Grayscale cites security concerns for withholding on-chain proof of reserve

Cryptocurrency investment products provider Grayscale Investments has refused to provide on-chain proof of reserves or wallet addresses to show the underlying assets of its digital currency products, citing “security concerns.”

In a November 18 tweet thread To address investor concerns, Grayscale provided information on the security and custody of its crypto holdings, saying that all cryptos underlying its investment products are stored with Coinbase’s custody service without disclosing wallet addresses.

“We know that the previous point in particular will come as a disappointment to some,” Grayscale added, “but panic instigated by others is not sufficient reason to bypass complex safeguards that have protected our investors’ assets for years.”

Grayscale’s move comes as pressure mounts on the crypto business to introduce proof of reserve following FTX’s liquidity problems and subsequent bankruptcy.

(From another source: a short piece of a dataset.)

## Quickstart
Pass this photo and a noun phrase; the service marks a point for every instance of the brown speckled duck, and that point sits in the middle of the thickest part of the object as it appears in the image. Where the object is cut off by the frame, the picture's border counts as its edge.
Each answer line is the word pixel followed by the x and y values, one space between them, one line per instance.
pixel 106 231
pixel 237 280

Some Twitter users have criticized Grayscale’s view that security concerns drove its decision to withhold its wallet addresses Leave a Comment The addresses of the Bitcoin (BTC) inventor Satoshi Nakamoto are known and of higher value for attackers, “but Satoshi’s Bitcoin remains safe”.

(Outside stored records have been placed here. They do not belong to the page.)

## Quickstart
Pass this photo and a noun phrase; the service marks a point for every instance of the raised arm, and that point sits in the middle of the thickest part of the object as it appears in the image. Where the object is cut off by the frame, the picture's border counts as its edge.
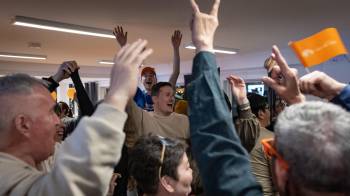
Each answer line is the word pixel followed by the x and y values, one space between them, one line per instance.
pixel 222 161
pixel 176 41
pixel 85 162
pixel 120 36
pixel 247 125
pixel 321 85
pixel 284 80
pixel 85 105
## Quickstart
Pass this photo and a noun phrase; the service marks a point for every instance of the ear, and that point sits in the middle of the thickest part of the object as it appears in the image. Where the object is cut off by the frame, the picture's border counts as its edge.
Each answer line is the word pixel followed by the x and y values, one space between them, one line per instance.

Grayscale split a Letter co-signed by Coinbase CFO Alesia Haas and Coinbase Custody CEO Aaron Schnarch, who broke down Grayscale’s holdings by its investment products and reiterated that the assets are “secure,” with each product having its “own on-chain addresses.” ’ and the crypto always belongs ‘to the respective Grayscale product’.

Grayscale added that each of its products is a separate legal entity and “laws, regulations and documents […] prohibit the digital assets underlying the Products from being lent, borrowed or otherwise encumbered.”

Related: Nickel Digital, Metaplex and others continue to feel the effects of the FTX collapse

Known for its Grayscale Bitcoin Trust (GBTC), a security that tracks the price of Bitcoin, Grayscale also has products that track the price of other cryptocurrencies such as Ether (ETH) and Solana (SOL).

Investor concerns come as Genesis Global, which acts as the liquidity provider to GBTC, announced on November 16 that it had halted withdrawals citing “unprecedented market turbulence,” prompting significant withdrawals from its platform that are exceeding its current liquidity exceeded.

Genesis is part of crypto-focused venture capital firm Digital Currency Group (DCG), which also owns Grayscale. GBTC is trading at a discount of almost 43% to its NAV, in part due to investor speculation about GBTC’s exposure to Genesis.